Daniel Jay Perez, 26, now faces a life term without the possibility of parole under the state's three strikes law.
Sentencing is set for Nov. 8.
A jury deliberated several hours Friday afternoon and reached its verdict before noon on Monday.
Perez was convicted of attempted second-degree murder and second-degree assault for trying to strangle fellow inmate David Hindal in November 2009 in the laundry room of special offenders unit at the Monroe Correctional Complex.
That day, Hindal was reading a book and performing his duties in the laundry room when Perez snuck up behind him. Perez wrapped a strip of cloth around his neck and pulled until Hindal lost consciousness, according to court records.
Perez left the room and returned to his cell.
When Hindal regained consciousness, he emerged from the laundry room and waved at the corrections staff.
The laundry room was a "blind spot," meaning that it can't been seen on the prison's video system.
Cameras, however, captured Perez in an adjacent day room. The video showed him pacing back and forth along one wall. After a couple of minutes Perez was seen pulling a ligature from his pocket and stretching it between his hands as he approached the laundry room
After the assault, Perez told corrections officers that God was making him do things and he began to yell about Satan, court papers said.
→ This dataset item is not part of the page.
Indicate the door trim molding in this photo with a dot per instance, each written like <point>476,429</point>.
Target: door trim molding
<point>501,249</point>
The case became more challenging to argue shortly before trial when Hindal said he would not testify, deputy prosecutor Tobin Darrow said.
"We had to go forward without testimony from the victim," Darrow said.
Perez originally was sent to the Washington State Reformatory in 2005 after he was convicted of vehicular homicide, vehicular assault and theft in Pierce County. About seven months into his sentence, Perez strangled his cellmate, Cory Garzina, with the drawstring from his prison-issued sweatpants. Garzina was found dead in the cell. He was serving a 14-month sentenced and was due to be released the next month, court papers said.
Perez told investigators that he'd had a dream that Garzina was going to stab him so he decided "he was going to take action first," according to court documents.
A jury in 2008 found Perez guilty of second-degree murder and he was sentenced to 30 years for the slaying.
Following the conviction, Perez continued to be housed in the special offenders unit at Monroe but no longer shared a cell.